VAST also is expanding its partnership with Nvidia to more fully accelerate its data stack. It was an active collaboration even before the conference, with the two companies working on more than two dozen joint engineering projects.

“One of the things that is very clear is that accelerated computing hasn’t made it way all the way to the data level,” Denworth said. “That is something that Nvidia has been working on and it hasn’t necessarily played out in the market yet, and we’re taking an aggressive approach to basically building accelerators into the VAST platform.”

The extended work with Nvidia will allow VAST to bring its AI Operating System, combining data services with the compute layer to reduce operational complexity and streamline AI operations. It also will allow VAST’s platform to run on Nvidia-based servers from the likes of Supermicro and Cisco.

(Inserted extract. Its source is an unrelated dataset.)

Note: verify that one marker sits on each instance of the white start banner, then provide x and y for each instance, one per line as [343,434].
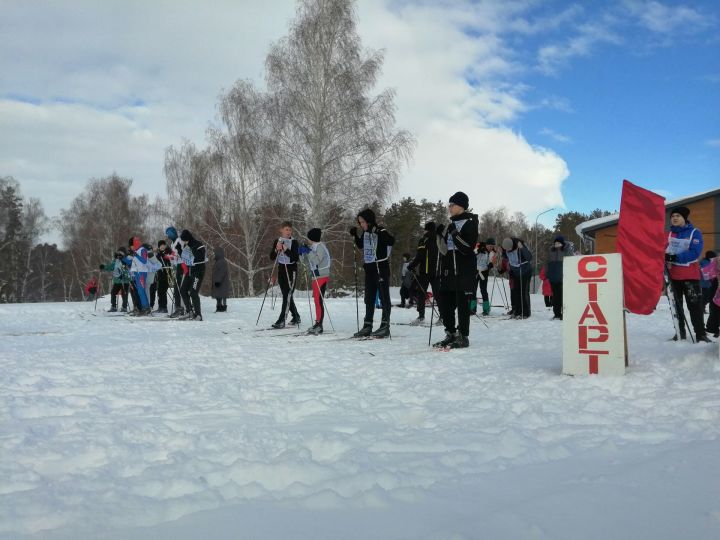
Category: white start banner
[593,318]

VAST also introduced the CNode-X, a new Nvidia-certified system that will run VAST’s high-performance storage services for clusters powered by Nvidia GPUs.

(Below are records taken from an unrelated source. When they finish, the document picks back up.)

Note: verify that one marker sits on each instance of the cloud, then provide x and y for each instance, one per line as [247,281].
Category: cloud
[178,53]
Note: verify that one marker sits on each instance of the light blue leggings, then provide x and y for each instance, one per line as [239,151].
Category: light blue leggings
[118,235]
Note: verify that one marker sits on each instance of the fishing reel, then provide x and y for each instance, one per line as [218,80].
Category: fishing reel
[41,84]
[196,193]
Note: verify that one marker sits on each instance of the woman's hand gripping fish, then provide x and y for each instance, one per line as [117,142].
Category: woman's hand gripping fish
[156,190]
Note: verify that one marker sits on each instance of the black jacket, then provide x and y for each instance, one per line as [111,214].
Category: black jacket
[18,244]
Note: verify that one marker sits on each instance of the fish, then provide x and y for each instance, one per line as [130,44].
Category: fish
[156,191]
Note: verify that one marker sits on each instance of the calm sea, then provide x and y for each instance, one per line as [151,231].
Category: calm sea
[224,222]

“What this allows us to do is to take our software and then power it with a bunch of very specific Nvidia libraries that are being built into the system,” Denworth said.

Those libraries include cuVS for accelerated vector search and retrieval, NIM microservices to run RAG pipelines natively in the cluster, and Sirius for accelerated SQL queries.

VAST also introduced its redesigned Polaris control plane for provisioning, operating, and orchestrating VAST clusters in major public cloud platforms and that will be “extended to others with ‘fleet-level scale’ operational challenges,” Denworth said.

Jonsi Stefansson, VAST’s general manager of cloud, said the offering started off as a simple cloud control plane to manage VAST in the cloud via the hyperscaler market and offering lifecycle management and day-two operations, like expanding and replacing and non-disruptive upgrades.

It’s now “that unified control plane that delivers centralized intelligence with distributed execution across all VAST environments, from on-premises clusters to public clouds to sovereign neoclouds, and not having to deploy the full stack everywhere, but by deploying a lightweight Kubernetes operator and the Polaris agent locally on each side,” Stefansson said. “The architecture enables a single global view for policy management, governance, upgrade, orchestration, without centralizing the data path.”